9. Visualizing a Single Decision Tree
The code visualizes one of the decision trees from the trained Random Forest model. Plots the selected decision tree, displaying the decision making process of a single tree within the ensemble.
from sklearn.tree import plot_tree
import matplotlib.pyplot as plt
tree_to_plot = regressor.estimators_[0]
plt.figure(figsize=(20, 10))
plot_tree(tree_to_plot, feature_names=df.columns.tolist(), filled=True, rounded=True, fontsize=10)
plt.title("Decision Tree from Random Forest")
plt.show()
Output:

Download full code from here
Applications
Random Forest Regression is widely used in many real world problems for predicting continuous values.
- Predicting numerical values: Used for tasks like house price prediction, stock price forecasting or customer lifetime value estimation.
- Risk analysis: Helps identify risk factors in areas such as healthcare and finance.
- High dimensional data: Works well with datasets that contain many input features.

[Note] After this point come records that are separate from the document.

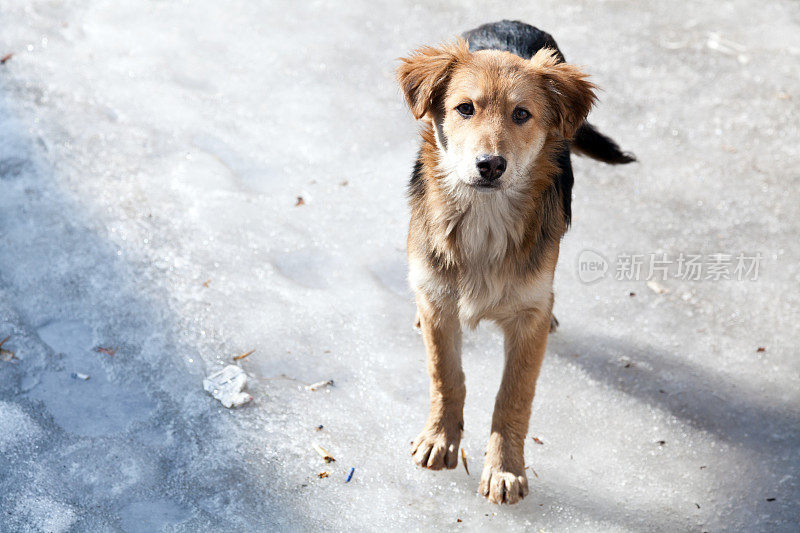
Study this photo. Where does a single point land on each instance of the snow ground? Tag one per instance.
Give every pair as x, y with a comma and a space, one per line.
148, 147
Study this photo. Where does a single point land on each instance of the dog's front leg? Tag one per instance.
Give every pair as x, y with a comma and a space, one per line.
437, 446
503, 479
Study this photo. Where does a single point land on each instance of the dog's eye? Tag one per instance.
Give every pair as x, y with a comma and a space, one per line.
466, 110
520, 115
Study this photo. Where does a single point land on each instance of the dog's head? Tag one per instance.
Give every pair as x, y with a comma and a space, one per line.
491, 111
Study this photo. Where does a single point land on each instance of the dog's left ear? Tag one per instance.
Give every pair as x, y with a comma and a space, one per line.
423, 75
571, 95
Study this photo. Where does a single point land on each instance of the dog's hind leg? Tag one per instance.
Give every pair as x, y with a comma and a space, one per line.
503, 479
436, 447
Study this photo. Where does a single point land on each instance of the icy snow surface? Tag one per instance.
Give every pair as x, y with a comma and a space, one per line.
151, 156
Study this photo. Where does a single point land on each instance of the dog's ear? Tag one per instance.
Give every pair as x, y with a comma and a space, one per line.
423, 75
571, 95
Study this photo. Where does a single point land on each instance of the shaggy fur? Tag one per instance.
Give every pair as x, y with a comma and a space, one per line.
486, 248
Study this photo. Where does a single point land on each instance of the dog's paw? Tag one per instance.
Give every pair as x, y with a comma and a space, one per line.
436, 448
502, 486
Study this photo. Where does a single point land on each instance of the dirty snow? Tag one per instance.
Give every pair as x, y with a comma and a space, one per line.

- Complex relationships: Can model complex and nonlinear relationships between features and the target variable.
Advantages
Random Forest Regression offers several benefits when working with complex datasets.
- Handles non linearity: Captures complex relationships between features and the target variable.
- Reduces overfitting: Combines multiple decision trees to produce more stable predictions.
- Robust to outliers: Averaging predictions from many trees reduces the effect of extreme values.
- Works with large datasets: Performs well even with high dimensional data.
- Handles missing data: Can maintain good accuracy even when some values are missing.
- No feature scaling required: Does not require normalization or scaling of input data.
Limitations
Random Forest Regression also has some limitations that should be considered when using the model.
- Computational complexity: Training many decision trees can be slow and computationally expensive.
- Less interpretability: Harder to interpret compared to simpler models like linear regression or a single decision tree.
- Memory intensive: Storing multiple trees requires significant memory for large datasets.
- Overfitting on noisy data: The model may still overfit when the dataset contains a lot of noise.
- Sensitive to imbalanced data: Performance may decrease when one class is much more frequent than others.